Saturday, July 13

The Significance of Liturgical Colors...


What is the significance of liturgical colors?

Anyone who has at least once attended an Orthodox service, has most likely noticed the beauty and festivity of the vestments. The diversity of colors is an inalienable part of the liturgical-church symbolism, a way of affecting those praying. Bright and radiant vestments convey the joy and exultation of God’s beauty and greatness, while dark vestments instill within us a sense of repentance and the need to return to God.
Since ancient times, the liturgical books have offered flexibility in liturgical color, only specifying whether the vestments worn for a particular feast or season should be light or dark. This has led to various local practices over the years. In the contemporary practice common to many parishes of the Orthodox Church in America, there are six basic color groups.
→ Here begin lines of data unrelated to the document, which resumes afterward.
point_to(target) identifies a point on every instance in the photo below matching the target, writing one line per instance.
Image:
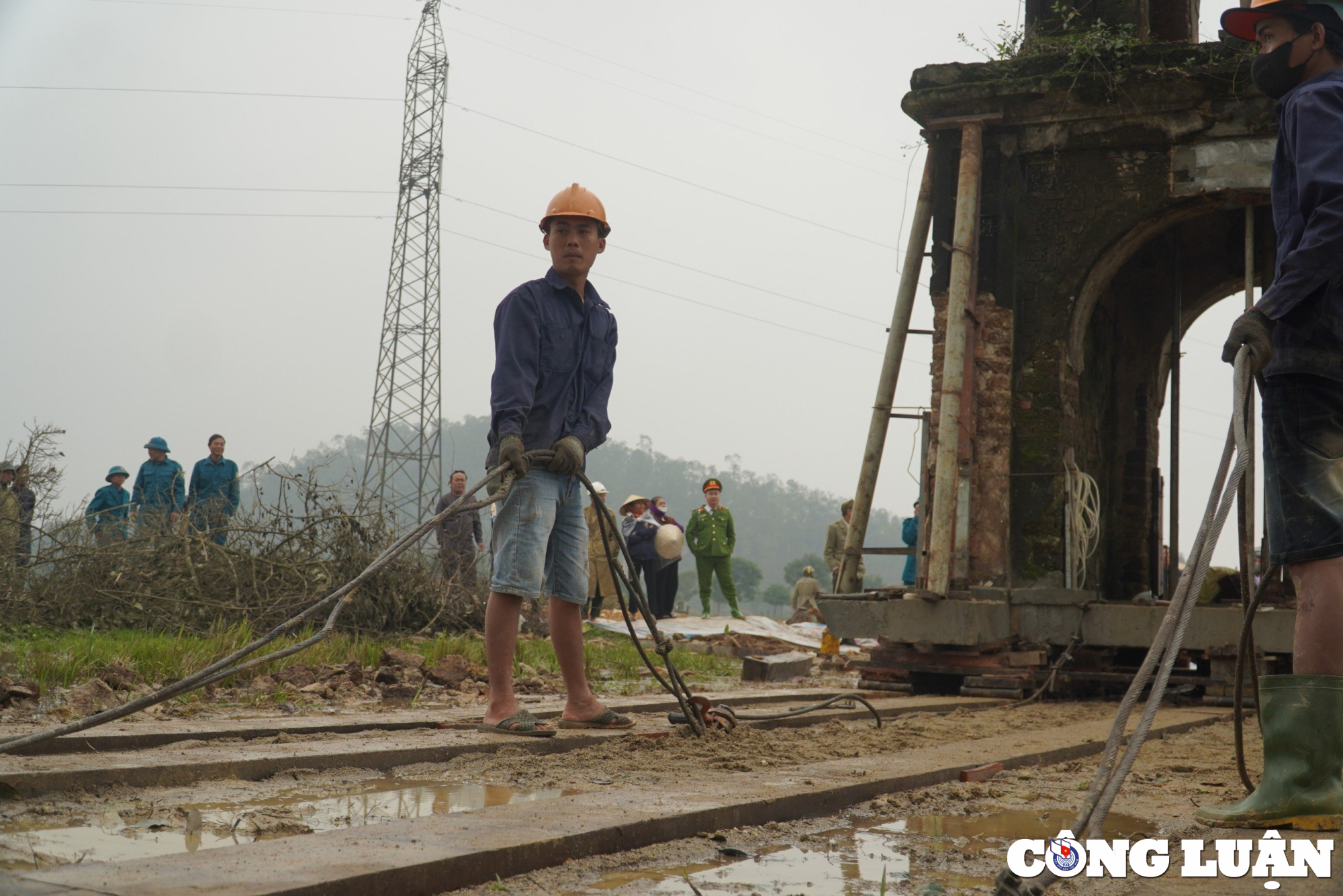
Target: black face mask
(1272, 74)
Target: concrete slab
(185, 764)
(140, 733)
(1103, 624)
(444, 852)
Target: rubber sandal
(522, 725)
(608, 718)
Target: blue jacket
(1307, 294)
(214, 485)
(160, 487)
(640, 540)
(109, 509)
(910, 536)
(554, 358)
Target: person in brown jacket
(601, 580)
(10, 515)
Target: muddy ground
(295, 803)
(954, 835)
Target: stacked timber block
(994, 670)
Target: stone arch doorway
(1119, 357)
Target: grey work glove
(1256, 330)
(569, 456)
(511, 452)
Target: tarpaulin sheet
(801, 634)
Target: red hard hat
(1242, 20)
(577, 201)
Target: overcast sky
(259, 313)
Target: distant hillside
(777, 521)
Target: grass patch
(64, 658)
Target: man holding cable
(1297, 334)
(554, 360)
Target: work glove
(511, 452)
(1256, 330)
(569, 456)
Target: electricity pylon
(404, 466)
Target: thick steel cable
(770, 717)
(1247, 651)
(1168, 643)
(338, 600)
(675, 685)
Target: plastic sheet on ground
(806, 635)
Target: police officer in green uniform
(712, 537)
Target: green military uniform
(836, 537)
(805, 593)
(712, 538)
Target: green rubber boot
(1302, 717)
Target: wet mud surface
(115, 823)
(947, 839)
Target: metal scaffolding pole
(1248, 486)
(942, 538)
(1173, 569)
(872, 452)
(404, 466)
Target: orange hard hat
(578, 201)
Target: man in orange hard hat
(1295, 332)
(554, 360)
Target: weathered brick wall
(990, 493)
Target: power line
(641, 286)
(230, 189)
(675, 295)
(668, 102)
(202, 93)
(29, 211)
(610, 62)
(467, 201)
(674, 177)
(655, 258)
(228, 5)
(496, 118)
(665, 81)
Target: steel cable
(1161, 658)
(338, 600)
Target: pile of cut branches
(283, 552)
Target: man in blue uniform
(159, 495)
(213, 493)
(109, 511)
(1295, 332)
(554, 361)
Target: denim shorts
(1303, 467)
(541, 540)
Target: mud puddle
(848, 862)
(207, 826)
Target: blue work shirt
(160, 487)
(910, 536)
(109, 510)
(554, 358)
(214, 485)
(1307, 294)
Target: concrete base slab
(185, 764)
(444, 852)
(142, 733)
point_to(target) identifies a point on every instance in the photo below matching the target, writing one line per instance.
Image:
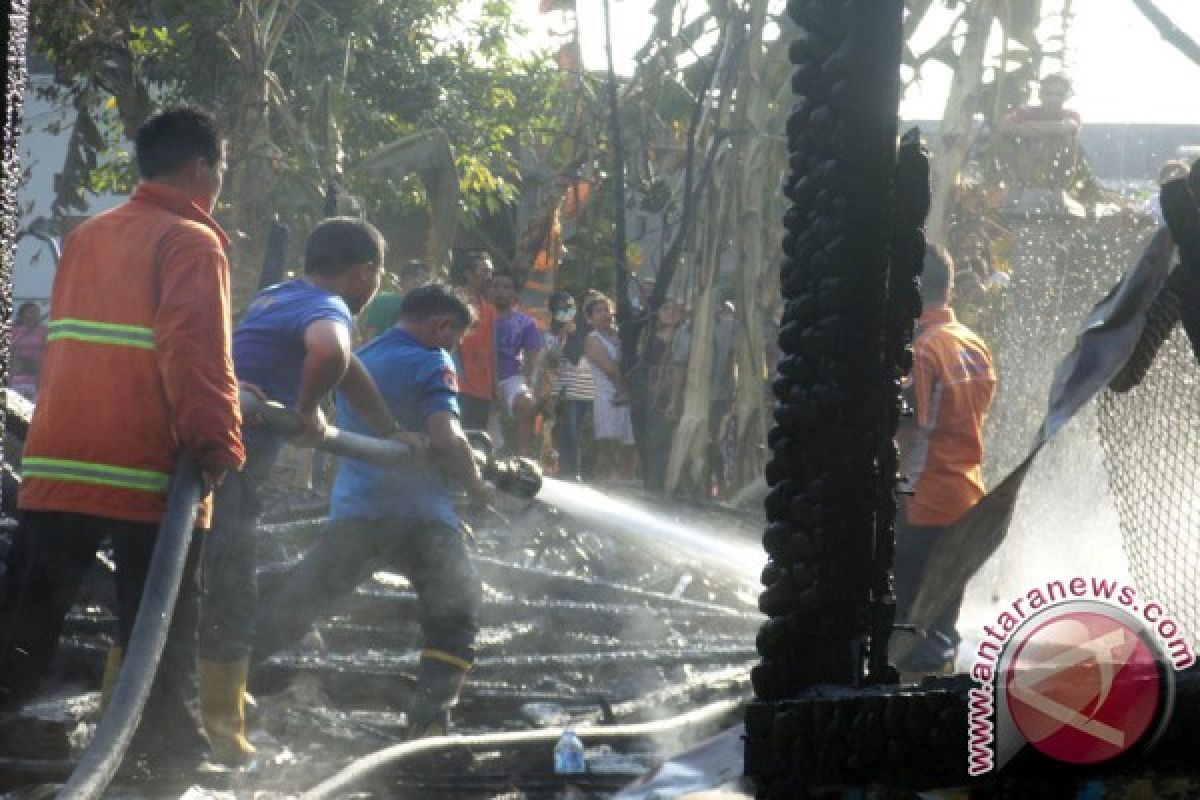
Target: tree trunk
(693, 438)
(753, 263)
(253, 155)
(958, 122)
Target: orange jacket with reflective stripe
(138, 362)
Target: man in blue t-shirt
(293, 346)
(401, 518)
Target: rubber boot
(223, 709)
(438, 684)
(112, 669)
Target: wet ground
(585, 624)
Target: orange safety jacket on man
(953, 382)
(138, 362)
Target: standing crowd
(142, 364)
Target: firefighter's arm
(361, 392)
(449, 445)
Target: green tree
(307, 90)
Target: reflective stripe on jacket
(137, 361)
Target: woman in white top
(571, 385)
(611, 422)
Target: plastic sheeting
(1108, 338)
(711, 765)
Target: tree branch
(1169, 30)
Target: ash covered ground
(588, 619)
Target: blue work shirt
(268, 343)
(269, 349)
(417, 382)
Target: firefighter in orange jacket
(138, 366)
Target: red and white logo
(1083, 686)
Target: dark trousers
(432, 555)
(228, 569)
(915, 545)
(568, 432)
(474, 411)
(47, 565)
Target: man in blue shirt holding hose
(402, 517)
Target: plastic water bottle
(569, 755)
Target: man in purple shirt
(517, 353)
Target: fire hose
(95, 770)
(516, 476)
(701, 721)
(100, 762)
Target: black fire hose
(95, 770)
(690, 726)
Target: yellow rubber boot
(223, 709)
(112, 669)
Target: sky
(1122, 70)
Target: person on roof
(952, 388)
(137, 370)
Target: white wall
(42, 152)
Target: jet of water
(719, 547)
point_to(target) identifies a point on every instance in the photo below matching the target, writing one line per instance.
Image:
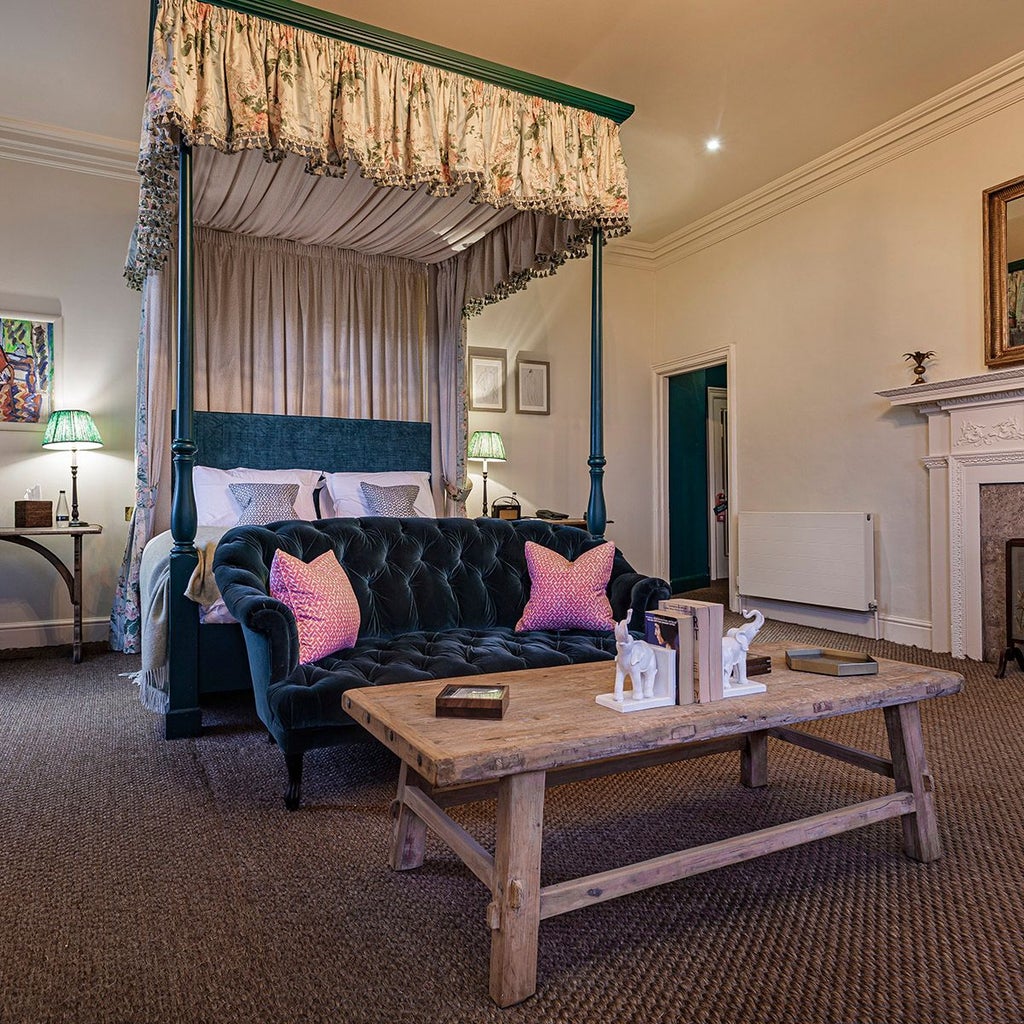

WHITE is used for Pascha, Nativity, Theophany, Ascension, and Transfiguration.

PURPLE is used for Great Lent (in some places black is used for Clean Week and Holy 
Week).

GREEN for Palm Sunday, Pentecost, and monastic saints.

BLUE for feasts of the Mother of God.

RED for feasts of the Holy Cross , St. John the Baptist, martyrs, and for every day of the Nativity Fast, Apostles' Fast and Dormition Fast (except during one of the Great Feasts of the Lord or Theotokos).

GOLD is used when no other color is called for as it conveys the riches and glory of God’s Kingdom.

The color of the feast is worn from the vigil the night before the feastday until the leave-taking of the feast, the final day of the festal season. The length of these post-feasts vary, and are given in the liturgical calendar and rubrics. Generally speaking, there is a post-feast of about a week for each of the twelve major feasts.
Finally, special services like funerals, marriages, and baptisms are usually served either in white, gold, or the color of the lenten or festal season.